Incentives will bootstrap the platform 

Buyers and sellers will ultimately benefit from cutting out the middleman, but convincing them to join in the short term is not a simple task. “At Origin, we’ve launched a program called Origin Rewards … an incentive program that allows end-users to earn Origin tokens by taking actions that will promote the health and growth of the network. So, for example, if you buy qualified listings on Origin, or if you verify your profile, thereby increasing trust and reputation on the platform, or if you refer a bunch of your friends, we’ll give you small amounts of Origin tokens.”

Those Origin Tokens (OGN) are a cryptocurrency that can then be spent to gain various benefits while on the platform. You can currently use them to boost your listings on the market, giving them preferred placement and visibility, though additional uses will emerge in the future. Liu also outlined the business theory behind OGN: “Our thesis is that having this community of people that believes in what we’re doing, but giving them a stake in the network, will allow us to bootstrap all of these marketplaces much faster than before.”

The goal is that this structure, along with a fee or commission structure, can effectively serve as something like an affiliate fee to help distribute sales listings across the internet. “This is actually a pretty proven business model that we’ve seen in the first wave of the internet,” said Liu. “These affiliate fees and advertising models where merchants and providers of different services are paying for attention.
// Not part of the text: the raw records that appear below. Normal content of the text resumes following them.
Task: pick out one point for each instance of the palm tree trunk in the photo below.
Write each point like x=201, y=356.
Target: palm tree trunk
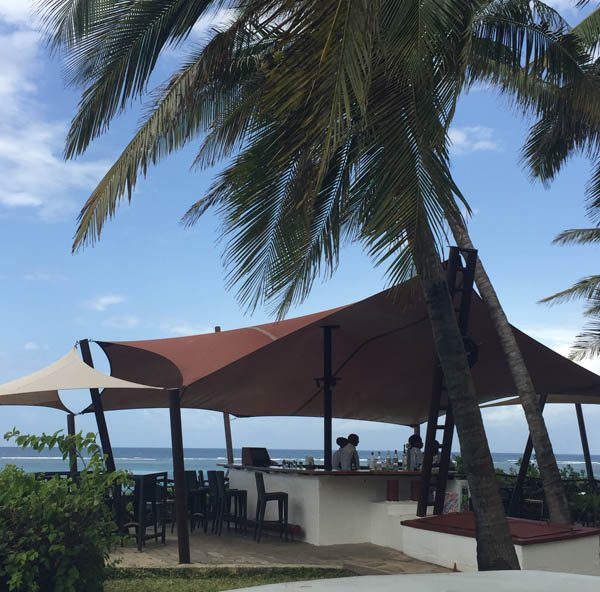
x=494, y=545
x=556, y=498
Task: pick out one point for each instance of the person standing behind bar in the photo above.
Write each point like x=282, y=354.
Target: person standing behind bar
x=349, y=460
x=415, y=454
x=335, y=459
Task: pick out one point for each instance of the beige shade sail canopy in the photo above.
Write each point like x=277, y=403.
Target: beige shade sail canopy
x=383, y=357
x=69, y=373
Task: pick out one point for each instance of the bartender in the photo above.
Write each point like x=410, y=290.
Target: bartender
x=349, y=460
x=335, y=461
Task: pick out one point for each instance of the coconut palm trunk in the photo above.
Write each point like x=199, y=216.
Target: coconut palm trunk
x=494, y=545
x=556, y=498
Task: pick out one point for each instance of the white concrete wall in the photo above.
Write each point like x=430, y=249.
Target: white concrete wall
x=330, y=509
x=385, y=529
x=336, y=510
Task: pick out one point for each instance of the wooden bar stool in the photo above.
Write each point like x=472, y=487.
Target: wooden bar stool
x=261, y=505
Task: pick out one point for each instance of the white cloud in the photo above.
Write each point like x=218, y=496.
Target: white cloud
x=17, y=11
x=42, y=276
x=122, y=322
x=33, y=174
x=101, y=303
x=465, y=140
x=213, y=20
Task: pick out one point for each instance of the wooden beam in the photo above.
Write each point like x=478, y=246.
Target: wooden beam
x=584, y=444
x=86, y=354
x=181, y=507
x=72, y=451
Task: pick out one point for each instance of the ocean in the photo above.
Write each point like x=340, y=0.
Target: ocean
x=153, y=460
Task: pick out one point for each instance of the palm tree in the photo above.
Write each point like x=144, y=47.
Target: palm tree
x=338, y=113
x=588, y=288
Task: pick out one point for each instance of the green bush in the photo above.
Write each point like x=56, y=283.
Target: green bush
x=56, y=533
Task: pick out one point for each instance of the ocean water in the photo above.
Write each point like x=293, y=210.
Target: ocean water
x=152, y=460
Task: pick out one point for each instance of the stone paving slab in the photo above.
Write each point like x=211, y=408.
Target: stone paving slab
x=232, y=550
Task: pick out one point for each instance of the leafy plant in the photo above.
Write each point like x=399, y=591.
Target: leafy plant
x=57, y=532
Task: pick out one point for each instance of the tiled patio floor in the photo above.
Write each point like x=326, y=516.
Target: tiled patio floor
x=233, y=550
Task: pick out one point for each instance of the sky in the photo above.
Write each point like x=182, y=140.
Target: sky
x=149, y=277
This is already built into the protocol layer at Origin, but it’s an optional thing.”

Shared networks will work for social good

One of Liu’s four pillars for Origin is a lofty one, though he admits it won’t come until further down the line. “It will take a while to play out, but we believe helping the unbanked communities all over the world is something that decentralized marketplaces can undertake much better than centralized marketplaces.” Venture capital-funded projects, says Liu, generally ignore markets where they cannot make a healthy profit. Places like East Africa, parts of Southeast Asia, and even Middle America, go ignored. These markets that aren’t normally large enough to exist, because they won’t be funded by a large capital firm, but the goal of Origin is to let them exist by providing a shared, open platform. “We think that these shared network effects will prove to be extremely, extremely powerful a couple of years down the line.” 

Liu thinks that giving those people the ability to build electronic platforms of their own is key. He wants Origin to be “a platform that allows anyone to create a decentralized marketplace, this means that many more niche communities, many more verticals, can be created all over the world for the approximately one-third of people that are currently unbanked.” These people already have internet connectivity, for the most part, via cheap android smartphones: They simply need a platform to buy and sell on.

“If blockchain technology does not solve real problems,” says Liu, “then the whole thing is just a vast waste of time by smart people in a meaningless intellectual exercise, but if we are able to actually solve real problems then we are gonna change the world. We are going to bring about this true Web 3 revolution.”